Fluid-conveying micro/nano tubes are key tools, which have great applications in biological devices and especially smart drug delivery in order to target the cancer cells. Furthermore, exploiting the smart materials and their combination with drug delivery systems may positively affect the instability control and improve the efficiency and adaptability of design. Recently a specific size-dependent behavior for piezoelectric materials, known as flexoelectric effect, has drawn a great deal of attention. It is proven that this effect, which is resulted by coupling between the strain field and electric polarization, is of significant importance in structures with nano dimensions. This paper is carried out to investigate the vibrations and instability analysis of fluid-conveying piezoelectric nanotubes on the basis of flexoelectricity approach. The fluid-conveying nanotubes made for drug delivery targets are commonly in contact with soft tissues, which could be modeled as a Kelvin-Voigt foundation. The nonlocal strain gradient theory (NSGT) constitutive relations are employed in order to model the problem. An appropriate electric potential distribution is determined using the Maxwell's equation and Gauss's law.

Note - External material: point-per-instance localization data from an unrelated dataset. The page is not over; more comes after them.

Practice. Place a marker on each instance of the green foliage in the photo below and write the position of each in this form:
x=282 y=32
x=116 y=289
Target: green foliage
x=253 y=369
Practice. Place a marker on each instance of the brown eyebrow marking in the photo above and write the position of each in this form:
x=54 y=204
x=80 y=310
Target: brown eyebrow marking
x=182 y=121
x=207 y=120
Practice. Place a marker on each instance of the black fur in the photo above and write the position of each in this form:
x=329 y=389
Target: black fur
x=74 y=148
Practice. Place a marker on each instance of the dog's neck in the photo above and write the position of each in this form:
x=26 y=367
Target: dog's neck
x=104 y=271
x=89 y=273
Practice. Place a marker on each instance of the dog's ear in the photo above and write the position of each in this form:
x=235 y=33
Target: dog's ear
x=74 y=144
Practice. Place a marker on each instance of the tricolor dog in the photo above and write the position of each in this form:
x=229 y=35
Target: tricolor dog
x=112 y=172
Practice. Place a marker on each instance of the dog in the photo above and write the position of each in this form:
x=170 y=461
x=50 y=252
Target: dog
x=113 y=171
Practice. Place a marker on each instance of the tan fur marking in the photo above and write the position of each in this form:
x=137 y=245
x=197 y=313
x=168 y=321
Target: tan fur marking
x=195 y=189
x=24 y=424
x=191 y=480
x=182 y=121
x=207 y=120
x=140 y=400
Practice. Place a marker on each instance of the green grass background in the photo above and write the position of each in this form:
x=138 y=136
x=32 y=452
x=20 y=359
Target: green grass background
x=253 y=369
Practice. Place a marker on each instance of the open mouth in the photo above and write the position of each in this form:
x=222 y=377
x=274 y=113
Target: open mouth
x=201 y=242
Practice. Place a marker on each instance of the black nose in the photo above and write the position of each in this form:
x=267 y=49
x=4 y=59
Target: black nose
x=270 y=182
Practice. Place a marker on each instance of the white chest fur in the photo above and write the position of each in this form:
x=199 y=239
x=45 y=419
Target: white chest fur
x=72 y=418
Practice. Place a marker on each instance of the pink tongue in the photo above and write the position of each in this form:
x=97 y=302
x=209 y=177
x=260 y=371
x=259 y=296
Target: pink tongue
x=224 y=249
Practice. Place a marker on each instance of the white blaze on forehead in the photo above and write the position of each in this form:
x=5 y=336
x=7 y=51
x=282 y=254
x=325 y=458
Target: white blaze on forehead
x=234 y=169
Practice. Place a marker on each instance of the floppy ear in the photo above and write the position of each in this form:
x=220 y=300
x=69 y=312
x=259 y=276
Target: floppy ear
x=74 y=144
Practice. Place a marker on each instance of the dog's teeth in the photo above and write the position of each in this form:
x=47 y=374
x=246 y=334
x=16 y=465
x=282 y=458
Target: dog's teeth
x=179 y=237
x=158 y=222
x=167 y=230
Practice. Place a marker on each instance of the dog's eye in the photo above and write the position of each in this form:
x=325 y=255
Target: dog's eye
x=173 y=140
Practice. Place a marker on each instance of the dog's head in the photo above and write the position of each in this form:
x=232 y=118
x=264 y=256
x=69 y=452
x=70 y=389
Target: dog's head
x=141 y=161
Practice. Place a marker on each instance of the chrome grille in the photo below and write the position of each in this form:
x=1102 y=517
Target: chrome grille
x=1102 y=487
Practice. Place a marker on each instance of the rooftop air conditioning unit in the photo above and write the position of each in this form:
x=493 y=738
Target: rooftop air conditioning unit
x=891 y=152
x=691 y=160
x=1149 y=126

The Euler-Bernoulli beam theory and slip boundary conditions are exploited to derive the governing fluid-structure interaction (FSI) equation, which contains flexoelectric and surface effect terms. Galerkin's principle is hired to discretize the equation leading to an eigenvalue problem. Afterwards, the obtained characteristic equation is solved straightforwardly to gain the eigenvalues. The instability of the nanotube is investigated throughout presenting the eigenvalue diagrams. Some illustrations are employed to analyze the effect of different involved parameters on the vibrations and instability behavior of the system. The reported results in the numerical section of the paper may be helpful to achieve an efficient and accurate design of fluid-conveying nanotubes.